J’ai toujours aimé les décollages d’avion. Ils me donnent un sentiment d’allégresse, une sorte de grésillement dans les tripes. Le moment où l’intérieur de l’habitacle se met à shaker et à couiner de partout, que le pilote enfonce le bras de vitesse dans le tapis, accompagné d’une force qui vous écrase contre votre banc, c’est priceless. Les moteurs grondent à s’en déboulonner des pièces, et puis, sans se faire supplier, les roues finissent par quitter le sol. S’ensuit un sentiment de liberté, une sorte de fierté enfantine d’avoir l’impression de voler. Il m’arrive même encore à l’occasion d’essayer de trouver ma maison à travers le hublot, une habitude d’enfant. J’aime sentir qu’une fois de plus, l’humain repousse les limites de l’impossible. Assis confortablement dans notre engin fait en tôle, nous sommes en mesure de parcourir des milliers de kilomètres en seulement quelques heures, tout en arborant une certaine attitude de mépris par rapport aux lois de la physique. Nous sommes vraiment une espèce téméraire.
L’avion prend de l’altitude, les maisons et les voitures paraissent d’une dimension ridiculement minuscule. Même la belle et fière Manhattan ressemble à une maquette en format réduit de là-haut. Et puis le voyant lumineux pour nous rappeler de garder notre ceinture bouclée s’éteint.
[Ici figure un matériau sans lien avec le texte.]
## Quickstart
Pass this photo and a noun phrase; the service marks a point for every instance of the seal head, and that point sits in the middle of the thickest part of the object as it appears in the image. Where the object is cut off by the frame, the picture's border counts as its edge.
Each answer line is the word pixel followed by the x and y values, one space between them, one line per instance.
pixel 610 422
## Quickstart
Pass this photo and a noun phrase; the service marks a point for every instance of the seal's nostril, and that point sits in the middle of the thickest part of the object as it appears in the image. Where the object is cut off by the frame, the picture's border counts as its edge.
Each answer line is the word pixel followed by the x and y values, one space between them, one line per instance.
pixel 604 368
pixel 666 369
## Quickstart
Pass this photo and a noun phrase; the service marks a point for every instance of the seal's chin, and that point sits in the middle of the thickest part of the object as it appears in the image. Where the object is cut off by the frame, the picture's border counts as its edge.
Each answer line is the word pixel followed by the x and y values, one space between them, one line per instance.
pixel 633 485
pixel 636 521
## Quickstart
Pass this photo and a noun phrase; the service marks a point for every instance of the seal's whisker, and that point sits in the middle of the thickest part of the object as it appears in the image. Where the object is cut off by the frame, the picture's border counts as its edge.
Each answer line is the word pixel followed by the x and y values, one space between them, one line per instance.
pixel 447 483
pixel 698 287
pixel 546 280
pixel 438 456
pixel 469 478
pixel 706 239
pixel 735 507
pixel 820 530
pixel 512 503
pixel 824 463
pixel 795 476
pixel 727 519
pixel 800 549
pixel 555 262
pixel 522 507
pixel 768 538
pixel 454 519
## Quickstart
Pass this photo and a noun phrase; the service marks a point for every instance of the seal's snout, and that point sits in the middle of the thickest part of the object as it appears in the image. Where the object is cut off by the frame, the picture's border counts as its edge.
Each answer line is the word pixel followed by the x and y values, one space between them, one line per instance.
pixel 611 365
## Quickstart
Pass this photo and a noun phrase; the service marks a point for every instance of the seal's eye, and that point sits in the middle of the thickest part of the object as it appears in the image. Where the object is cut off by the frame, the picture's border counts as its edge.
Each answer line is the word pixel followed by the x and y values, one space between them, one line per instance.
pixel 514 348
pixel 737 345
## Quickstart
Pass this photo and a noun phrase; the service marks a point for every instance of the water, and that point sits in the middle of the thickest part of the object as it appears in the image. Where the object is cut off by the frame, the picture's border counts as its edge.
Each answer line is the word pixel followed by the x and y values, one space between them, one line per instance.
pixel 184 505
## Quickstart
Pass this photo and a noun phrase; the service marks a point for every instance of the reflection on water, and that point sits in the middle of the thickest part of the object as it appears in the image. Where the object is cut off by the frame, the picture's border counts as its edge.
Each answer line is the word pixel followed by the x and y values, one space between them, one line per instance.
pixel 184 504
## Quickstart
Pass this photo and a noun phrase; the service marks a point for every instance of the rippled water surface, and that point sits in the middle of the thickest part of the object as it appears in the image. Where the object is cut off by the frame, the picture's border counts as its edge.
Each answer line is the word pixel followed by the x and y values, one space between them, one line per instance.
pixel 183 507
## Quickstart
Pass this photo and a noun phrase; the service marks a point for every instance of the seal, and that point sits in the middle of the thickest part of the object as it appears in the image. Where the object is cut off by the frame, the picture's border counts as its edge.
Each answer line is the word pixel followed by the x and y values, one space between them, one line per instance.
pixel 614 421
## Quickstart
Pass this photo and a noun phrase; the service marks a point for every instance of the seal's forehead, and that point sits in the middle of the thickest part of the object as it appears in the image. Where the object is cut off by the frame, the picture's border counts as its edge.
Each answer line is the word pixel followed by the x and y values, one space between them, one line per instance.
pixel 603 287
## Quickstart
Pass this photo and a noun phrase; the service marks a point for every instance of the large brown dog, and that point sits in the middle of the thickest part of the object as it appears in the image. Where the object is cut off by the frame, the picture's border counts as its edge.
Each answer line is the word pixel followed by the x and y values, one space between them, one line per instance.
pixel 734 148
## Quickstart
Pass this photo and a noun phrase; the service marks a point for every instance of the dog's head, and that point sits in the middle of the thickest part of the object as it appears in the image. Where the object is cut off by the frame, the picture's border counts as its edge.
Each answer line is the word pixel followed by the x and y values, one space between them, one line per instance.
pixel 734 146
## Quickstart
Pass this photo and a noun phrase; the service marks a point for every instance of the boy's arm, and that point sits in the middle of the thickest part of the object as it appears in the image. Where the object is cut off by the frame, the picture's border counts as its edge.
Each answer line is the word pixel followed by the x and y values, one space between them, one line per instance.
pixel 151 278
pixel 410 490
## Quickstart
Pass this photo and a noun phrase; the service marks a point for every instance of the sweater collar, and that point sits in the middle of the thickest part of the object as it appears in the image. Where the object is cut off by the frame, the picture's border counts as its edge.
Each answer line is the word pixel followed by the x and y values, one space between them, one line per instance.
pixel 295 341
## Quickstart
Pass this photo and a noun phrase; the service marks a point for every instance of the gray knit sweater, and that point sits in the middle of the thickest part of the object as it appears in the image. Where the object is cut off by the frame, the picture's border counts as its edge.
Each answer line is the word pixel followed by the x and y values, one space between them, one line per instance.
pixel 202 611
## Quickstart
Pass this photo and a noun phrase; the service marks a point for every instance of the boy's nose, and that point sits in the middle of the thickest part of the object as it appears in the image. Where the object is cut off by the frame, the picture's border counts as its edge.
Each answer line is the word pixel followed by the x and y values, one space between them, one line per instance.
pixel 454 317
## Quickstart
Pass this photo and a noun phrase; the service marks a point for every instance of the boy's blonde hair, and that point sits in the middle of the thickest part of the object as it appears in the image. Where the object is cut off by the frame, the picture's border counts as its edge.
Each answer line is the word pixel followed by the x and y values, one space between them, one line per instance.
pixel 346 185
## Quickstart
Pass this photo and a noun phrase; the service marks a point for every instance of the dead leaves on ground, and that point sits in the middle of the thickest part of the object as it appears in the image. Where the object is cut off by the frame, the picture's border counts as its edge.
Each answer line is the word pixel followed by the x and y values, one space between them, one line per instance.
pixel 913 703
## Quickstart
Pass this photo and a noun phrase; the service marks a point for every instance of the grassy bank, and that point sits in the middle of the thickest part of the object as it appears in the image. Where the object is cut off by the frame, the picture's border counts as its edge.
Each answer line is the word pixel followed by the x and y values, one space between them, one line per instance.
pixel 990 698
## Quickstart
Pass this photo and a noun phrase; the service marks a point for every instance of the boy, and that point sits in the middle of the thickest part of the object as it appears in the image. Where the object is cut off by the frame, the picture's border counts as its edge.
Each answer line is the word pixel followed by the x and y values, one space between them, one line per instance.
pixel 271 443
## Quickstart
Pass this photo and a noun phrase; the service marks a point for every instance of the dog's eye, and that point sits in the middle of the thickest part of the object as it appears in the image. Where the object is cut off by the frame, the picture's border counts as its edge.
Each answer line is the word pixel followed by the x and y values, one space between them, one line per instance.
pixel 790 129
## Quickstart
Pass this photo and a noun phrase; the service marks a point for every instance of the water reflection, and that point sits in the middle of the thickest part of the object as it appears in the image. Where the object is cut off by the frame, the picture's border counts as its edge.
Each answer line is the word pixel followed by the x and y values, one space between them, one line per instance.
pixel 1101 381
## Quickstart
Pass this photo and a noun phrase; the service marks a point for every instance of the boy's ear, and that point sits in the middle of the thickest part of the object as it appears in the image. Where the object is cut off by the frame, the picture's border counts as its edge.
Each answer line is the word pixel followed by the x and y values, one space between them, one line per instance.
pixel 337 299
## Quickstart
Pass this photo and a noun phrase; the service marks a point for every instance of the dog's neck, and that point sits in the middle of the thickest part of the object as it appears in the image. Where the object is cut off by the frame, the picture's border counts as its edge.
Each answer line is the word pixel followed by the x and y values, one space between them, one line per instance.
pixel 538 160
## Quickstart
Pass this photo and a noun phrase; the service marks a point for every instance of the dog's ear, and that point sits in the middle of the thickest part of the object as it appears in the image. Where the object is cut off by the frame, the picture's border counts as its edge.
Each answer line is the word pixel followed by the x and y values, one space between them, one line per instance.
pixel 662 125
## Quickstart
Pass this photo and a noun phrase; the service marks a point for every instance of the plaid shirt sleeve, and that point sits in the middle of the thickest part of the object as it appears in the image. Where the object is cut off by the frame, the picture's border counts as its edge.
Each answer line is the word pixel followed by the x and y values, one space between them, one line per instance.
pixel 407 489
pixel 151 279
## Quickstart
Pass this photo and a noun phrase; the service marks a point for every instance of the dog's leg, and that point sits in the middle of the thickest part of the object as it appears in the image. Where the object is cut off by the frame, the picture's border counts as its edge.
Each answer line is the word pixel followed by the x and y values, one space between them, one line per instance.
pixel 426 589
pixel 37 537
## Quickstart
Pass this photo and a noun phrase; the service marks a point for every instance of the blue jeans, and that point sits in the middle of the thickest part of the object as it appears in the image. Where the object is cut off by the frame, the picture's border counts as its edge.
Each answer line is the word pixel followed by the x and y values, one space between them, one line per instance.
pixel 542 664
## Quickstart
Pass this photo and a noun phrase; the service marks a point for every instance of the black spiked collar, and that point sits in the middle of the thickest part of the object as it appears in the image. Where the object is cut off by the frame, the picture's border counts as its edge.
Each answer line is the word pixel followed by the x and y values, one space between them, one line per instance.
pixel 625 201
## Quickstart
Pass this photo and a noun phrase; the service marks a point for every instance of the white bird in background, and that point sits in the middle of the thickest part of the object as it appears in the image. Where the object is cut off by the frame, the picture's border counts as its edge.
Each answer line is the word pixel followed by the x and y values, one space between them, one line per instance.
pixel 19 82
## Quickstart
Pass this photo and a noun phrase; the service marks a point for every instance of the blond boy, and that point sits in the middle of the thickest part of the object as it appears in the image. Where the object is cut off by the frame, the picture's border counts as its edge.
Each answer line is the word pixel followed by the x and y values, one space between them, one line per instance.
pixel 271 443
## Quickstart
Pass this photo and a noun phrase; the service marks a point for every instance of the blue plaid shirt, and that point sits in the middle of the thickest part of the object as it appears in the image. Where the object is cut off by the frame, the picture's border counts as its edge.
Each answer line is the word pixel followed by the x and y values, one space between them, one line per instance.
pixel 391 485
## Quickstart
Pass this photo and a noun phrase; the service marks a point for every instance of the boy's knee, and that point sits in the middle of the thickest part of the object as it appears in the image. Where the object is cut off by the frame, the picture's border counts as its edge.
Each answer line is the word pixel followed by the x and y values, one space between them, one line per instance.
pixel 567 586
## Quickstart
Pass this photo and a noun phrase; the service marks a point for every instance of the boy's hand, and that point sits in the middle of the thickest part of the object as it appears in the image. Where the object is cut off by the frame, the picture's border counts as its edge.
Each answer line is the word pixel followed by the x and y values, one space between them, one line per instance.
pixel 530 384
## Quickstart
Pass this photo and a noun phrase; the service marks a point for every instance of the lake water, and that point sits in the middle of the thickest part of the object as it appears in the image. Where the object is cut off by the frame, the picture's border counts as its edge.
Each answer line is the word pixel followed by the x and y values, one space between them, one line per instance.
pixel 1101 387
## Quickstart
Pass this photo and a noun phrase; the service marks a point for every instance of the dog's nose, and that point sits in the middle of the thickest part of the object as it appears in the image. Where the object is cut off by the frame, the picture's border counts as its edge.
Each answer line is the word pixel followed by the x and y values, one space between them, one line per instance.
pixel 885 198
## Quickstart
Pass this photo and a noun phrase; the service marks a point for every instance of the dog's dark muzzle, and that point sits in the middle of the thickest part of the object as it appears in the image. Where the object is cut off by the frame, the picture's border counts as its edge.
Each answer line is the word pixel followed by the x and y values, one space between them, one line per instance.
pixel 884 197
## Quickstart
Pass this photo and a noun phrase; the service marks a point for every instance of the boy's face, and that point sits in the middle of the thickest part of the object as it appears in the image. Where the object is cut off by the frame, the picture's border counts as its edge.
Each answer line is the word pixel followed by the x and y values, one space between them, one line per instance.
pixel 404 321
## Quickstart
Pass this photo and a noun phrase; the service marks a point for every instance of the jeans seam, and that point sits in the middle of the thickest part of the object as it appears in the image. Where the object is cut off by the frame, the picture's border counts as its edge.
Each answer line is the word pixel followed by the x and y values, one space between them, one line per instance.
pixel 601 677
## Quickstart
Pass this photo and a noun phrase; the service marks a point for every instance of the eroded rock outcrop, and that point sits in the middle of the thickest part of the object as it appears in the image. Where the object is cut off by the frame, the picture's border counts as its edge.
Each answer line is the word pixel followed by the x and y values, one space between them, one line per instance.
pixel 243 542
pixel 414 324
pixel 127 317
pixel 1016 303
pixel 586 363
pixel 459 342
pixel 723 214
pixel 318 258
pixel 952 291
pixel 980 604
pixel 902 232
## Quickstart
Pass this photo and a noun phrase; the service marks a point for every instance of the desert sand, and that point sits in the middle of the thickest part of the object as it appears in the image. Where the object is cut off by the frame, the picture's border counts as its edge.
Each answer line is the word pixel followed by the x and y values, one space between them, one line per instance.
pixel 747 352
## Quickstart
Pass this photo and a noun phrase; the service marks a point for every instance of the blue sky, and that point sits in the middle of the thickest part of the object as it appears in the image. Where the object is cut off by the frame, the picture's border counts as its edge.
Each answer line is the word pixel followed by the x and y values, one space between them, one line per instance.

Bien sûr, le copilote nous rappelle à travers l’intercom l’importance de rester attaché en tout temps pendant l’entière durée du vol, mais il nous est maintenant permis d’aller faire un tour aux toilettes si le besoin se fait sentir. Ce moment est généralement suivi du début du service des liqueurs et des repas. Ah, moment privilégié que j’affectionne tout particulièrement.
L’anticipation de découvrir mon repas en format compact fait partie de ces bonheurs simples de la vie. Avec un peu de chance, il peut y avoir des variantes surprenantes entre les repas d’un avion à l’autre. Je me souviendrai longtemps de ce vol sur lequel on m’avait offert un petit contenant d’Häagen-Dazs… C’était un vol Chicago-Tokyo. Le vol avait beau avoir duré près de 15 heures dans un avion datant de la Première Guerre, j’étais quand même sortie de l’avion avec un sourire niais aux lèvres. Comme quoi ce sont ces petites attentions qui font toute la différence … ou que je suis trop facilement achetable !
Perdue quelque part au-dessus de la mer entre la côte américaine et les Antilles, j’ai pris le temps de m’arrêter pour relativiser. L’anxiété ne se fait pas prier pour se manifester lorsqu’on réalise à quel point on est petit et seul dans ce ciel bleu, comparable à une truite dans le Sahara. Telle une funambule de l’air assise dans ma machine volante, j’avais l’impression de tenir sur un mince fil quelque part dans l’espace. Ce genre de moment est suffisant pour vous remettre en place, pour vous faire comprendre, qu’au fond, le monde continuerait de tourner sans nous.
Puis vint la côte, les plages dorées caressées par l’écume des vagues. Le concept du paradis terrestre commençait de plus en plus à être palpable. L’avion se posa finalement sur la piste, sans broncher.
L’air était lourd en sortant de l’avion, chargé d’une humidité caractéristique des tropiques. Une odeur d’hibiscus chatouillait mon nez sur la piste d’atterrissage. Il faisait chaud et doux, c’était le paradis. La machine volante avait une fois de plus accompli sa mission.